Closed xiaobaixuejava closed 1 month ago

xiaobaixuejava commented 1 month ago

I don't know which versions of VM virtual machine are supported, and I was able to use version 15.5, but when I downgraded to version 12, it displayed an initialization failure.

ufrisk commented 1 month ago

I haven't tested this on older versions. If you find out which version that will work currently please let me know and I'll update the documentation.

I'll update the documentation to mention 15.5.

xiaobaixuejava commented 1 month ago

byte_value = memory.read(addr5, 10)

name = byte_value.decode('utf-16').rstrip('\x00')

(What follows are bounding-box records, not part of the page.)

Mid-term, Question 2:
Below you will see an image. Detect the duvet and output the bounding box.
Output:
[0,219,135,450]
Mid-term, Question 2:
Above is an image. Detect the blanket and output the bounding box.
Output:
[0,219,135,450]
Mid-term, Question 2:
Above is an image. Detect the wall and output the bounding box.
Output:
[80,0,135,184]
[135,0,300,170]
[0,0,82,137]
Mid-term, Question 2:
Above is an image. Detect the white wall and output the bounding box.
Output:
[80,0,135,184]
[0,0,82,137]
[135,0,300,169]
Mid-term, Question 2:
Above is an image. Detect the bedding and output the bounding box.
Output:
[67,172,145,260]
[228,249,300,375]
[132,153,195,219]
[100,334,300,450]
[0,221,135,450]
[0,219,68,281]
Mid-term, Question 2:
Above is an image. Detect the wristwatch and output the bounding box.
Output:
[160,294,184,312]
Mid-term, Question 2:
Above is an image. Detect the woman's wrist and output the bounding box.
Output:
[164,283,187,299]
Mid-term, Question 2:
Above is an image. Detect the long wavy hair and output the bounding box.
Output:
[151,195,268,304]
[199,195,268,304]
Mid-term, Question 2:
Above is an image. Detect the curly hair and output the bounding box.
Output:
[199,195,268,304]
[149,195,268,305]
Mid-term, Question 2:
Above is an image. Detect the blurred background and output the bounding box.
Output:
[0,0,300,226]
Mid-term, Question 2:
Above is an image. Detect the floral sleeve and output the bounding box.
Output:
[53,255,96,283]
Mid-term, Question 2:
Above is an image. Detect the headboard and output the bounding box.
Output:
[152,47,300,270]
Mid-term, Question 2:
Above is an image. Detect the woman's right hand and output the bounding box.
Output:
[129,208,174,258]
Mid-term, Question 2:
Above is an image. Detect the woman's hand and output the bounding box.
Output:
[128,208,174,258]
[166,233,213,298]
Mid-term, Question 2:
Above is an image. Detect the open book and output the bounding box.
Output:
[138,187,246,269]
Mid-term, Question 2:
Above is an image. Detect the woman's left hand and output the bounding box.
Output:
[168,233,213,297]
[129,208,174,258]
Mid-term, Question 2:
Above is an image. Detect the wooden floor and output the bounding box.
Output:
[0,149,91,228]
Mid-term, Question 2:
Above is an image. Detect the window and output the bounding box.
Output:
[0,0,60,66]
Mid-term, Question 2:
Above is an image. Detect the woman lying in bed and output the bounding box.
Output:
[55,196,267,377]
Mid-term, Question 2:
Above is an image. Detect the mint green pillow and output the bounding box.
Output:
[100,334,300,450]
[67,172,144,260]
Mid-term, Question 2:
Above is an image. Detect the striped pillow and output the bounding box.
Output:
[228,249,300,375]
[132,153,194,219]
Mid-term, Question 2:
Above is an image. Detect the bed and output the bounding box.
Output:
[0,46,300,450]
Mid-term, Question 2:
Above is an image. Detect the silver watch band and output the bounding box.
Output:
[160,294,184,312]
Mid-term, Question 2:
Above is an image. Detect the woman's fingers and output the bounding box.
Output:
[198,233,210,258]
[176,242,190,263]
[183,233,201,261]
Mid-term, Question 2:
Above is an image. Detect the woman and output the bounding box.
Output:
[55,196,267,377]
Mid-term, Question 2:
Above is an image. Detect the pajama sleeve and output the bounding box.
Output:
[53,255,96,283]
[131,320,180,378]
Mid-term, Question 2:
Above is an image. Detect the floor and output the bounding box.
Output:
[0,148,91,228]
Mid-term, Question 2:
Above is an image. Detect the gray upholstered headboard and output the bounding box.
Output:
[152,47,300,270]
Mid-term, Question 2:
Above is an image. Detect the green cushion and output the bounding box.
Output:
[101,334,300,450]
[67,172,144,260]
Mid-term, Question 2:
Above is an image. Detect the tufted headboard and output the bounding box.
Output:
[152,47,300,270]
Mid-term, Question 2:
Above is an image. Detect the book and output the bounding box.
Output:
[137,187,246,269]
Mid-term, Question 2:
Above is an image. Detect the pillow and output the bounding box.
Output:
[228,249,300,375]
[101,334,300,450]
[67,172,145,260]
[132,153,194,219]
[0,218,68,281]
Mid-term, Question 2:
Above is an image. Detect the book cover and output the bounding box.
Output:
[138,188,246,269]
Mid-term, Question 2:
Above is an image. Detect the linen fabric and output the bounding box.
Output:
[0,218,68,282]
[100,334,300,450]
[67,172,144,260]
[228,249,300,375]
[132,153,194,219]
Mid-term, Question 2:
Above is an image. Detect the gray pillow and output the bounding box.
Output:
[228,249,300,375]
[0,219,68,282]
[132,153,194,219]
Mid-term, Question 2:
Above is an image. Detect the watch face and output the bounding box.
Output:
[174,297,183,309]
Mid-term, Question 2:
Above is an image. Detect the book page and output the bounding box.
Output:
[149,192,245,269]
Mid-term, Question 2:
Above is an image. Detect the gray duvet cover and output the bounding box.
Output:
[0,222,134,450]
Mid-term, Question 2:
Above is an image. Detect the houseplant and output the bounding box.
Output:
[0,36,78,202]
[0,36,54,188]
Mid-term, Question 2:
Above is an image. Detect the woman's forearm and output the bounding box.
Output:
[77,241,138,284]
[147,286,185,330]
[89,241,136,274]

print( memory.read_type(addr5,"u16"))

May I ask, the above two pieces of code, the first can read out the memory saved name, but the second read out can not be returned is a number, which is why

ufrisk commented 1 month ago

The memory.read_type(addr5, "u16") reads a 16-bit unsigned integer, not a utf-16 string.

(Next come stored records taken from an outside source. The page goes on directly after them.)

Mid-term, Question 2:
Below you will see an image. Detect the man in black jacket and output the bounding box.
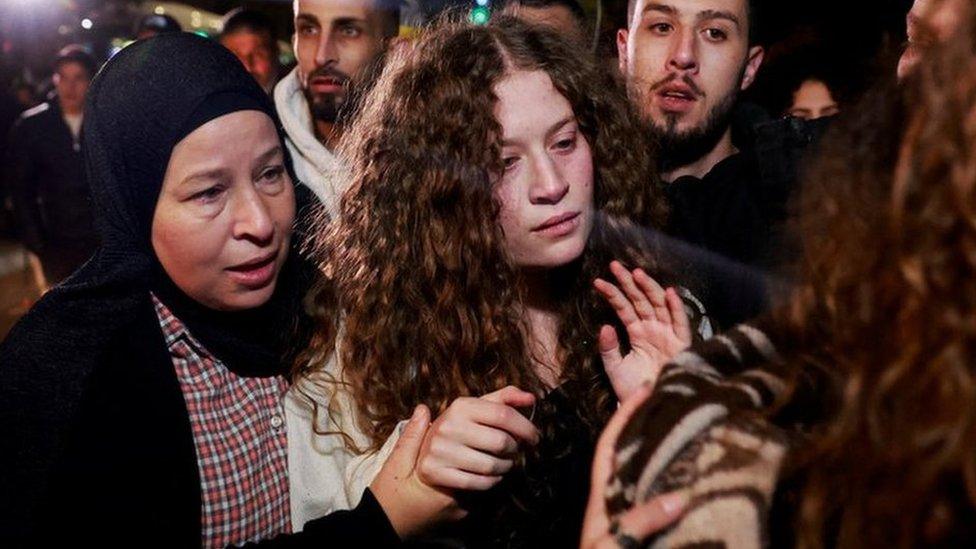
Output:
[617,0,819,327]
[6,46,97,285]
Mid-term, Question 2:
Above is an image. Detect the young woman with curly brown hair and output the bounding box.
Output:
[608,2,976,548]
[286,17,696,546]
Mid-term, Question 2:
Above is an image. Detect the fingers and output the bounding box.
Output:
[441,423,518,457]
[634,269,671,324]
[471,399,539,444]
[666,288,691,345]
[590,383,654,488]
[618,492,689,541]
[386,404,430,478]
[481,385,535,408]
[423,468,502,491]
[610,261,664,320]
[424,438,515,476]
[593,278,640,326]
[597,325,624,371]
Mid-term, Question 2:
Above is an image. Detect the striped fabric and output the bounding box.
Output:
[607,325,791,548]
[153,296,291,547]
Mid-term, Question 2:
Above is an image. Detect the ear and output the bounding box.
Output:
[739,46,766,91]
[617,29,630,76]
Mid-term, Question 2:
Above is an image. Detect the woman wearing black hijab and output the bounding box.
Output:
[0,34,446,547]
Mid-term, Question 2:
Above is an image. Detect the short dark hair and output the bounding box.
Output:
[136,13,183,36]
[505,0,584,28]
[54,44,98,78]
[624,0,763,46]
[220,8,278,48]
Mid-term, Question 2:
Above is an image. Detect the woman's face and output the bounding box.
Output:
[152,111,295,311]
[494,71,594,268]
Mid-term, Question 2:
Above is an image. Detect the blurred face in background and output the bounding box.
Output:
[220,29,278,91]
[494,71,594,269]
[787,79,840,120]
[152,111,295,311]
[898,0,965,79]
[617,0,763,158]
[53,61,91,114]
[294,0,396,122]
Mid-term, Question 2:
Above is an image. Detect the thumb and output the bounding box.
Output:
[387,404,430,476]
[481,385,535,408]
[597,324,624,374]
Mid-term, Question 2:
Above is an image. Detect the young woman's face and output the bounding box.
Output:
[152,111,295,310]
[494,71,594,268]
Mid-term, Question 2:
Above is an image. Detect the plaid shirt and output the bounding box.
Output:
[153,296,291,547]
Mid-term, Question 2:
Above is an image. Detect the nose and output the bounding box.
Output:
[668,29,698,71]
[315,31,339,67]
[233,185,275,245]
[529,155,569,204]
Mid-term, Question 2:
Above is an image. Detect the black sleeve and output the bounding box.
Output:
[4,119,44,253]
[236,488,401,549]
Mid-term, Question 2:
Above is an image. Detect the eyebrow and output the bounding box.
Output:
[180,145,282,185]
[502,115,576,147]
[295,13,319,25]
[644,3,742,27]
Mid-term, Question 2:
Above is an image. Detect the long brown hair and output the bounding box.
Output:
[298,17,666,454]
[786,3,976,547]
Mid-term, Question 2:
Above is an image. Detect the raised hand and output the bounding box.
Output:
[593,261,691,401]
[417,387,539,491]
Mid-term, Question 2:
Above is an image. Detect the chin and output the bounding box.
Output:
[520,238,586,269]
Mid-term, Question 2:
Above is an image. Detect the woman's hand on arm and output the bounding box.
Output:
[417,387,539,490]
[580,383,688,549]
[593,261,691,401]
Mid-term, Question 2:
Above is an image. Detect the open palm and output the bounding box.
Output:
[593,261,691,401]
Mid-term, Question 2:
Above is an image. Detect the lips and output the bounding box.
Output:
[308,76,345,93]
[225,250,278,289]
[532,212,580,237]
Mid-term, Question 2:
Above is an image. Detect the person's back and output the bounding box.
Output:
[6,48,97,285]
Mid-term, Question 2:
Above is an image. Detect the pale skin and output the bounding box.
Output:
[418,71,691,514]
[53,61,92,115]
[292,0,396,150]
[617,0,764,181]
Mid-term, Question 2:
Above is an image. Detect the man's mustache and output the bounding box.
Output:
[651,73,705,97]
[307,67,350,86]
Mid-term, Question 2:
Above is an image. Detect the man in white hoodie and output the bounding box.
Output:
[274,0,399,216]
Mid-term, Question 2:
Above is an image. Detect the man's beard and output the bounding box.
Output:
[648,64,746,173]
[303,67,354,124]
[650,91,739,172]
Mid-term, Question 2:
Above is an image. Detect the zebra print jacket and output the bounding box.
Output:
[607,318,819,548]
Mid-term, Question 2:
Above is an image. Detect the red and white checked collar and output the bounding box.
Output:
[152,295,291,547]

Anyway for programming discussions it's probably better to take it over at Discord since the Github issues section is more for reporting bugs and coming up with feature requests.

xiaobaixuejava commented 1 month ago

I apologize for not using Discord; for some reason, I am unable to access it. Currently, I am facing an issue where I utilize Python to monitor the performance of virtual machines (VMs). While this works effectively in a single process, initiating four processes to read data from four VMs results in significant latency. Therefore, I would like to inquire if there are any strategies available to mitigate this latency. Additionally, what factors influence the access rate? Is it related to memory frequency

ufrisk commented 1 month ago

I assume you're using VMWare VMs? I haven't tested it like that. But if it's slowing down when reading from multiple VMs in multiple processes I doubt there is much I can do about it.

Ensure you have sufficient memory and CPU resources on your host.

Other than that I don't know. It may be an issue with VMWare itself. MemProcFS doesn't have any shared data structures between processes so that should not be the reason.

It's possible to attach to Hyper-V VMs on Windows as well, and also on Linux you can access QEMU VMs.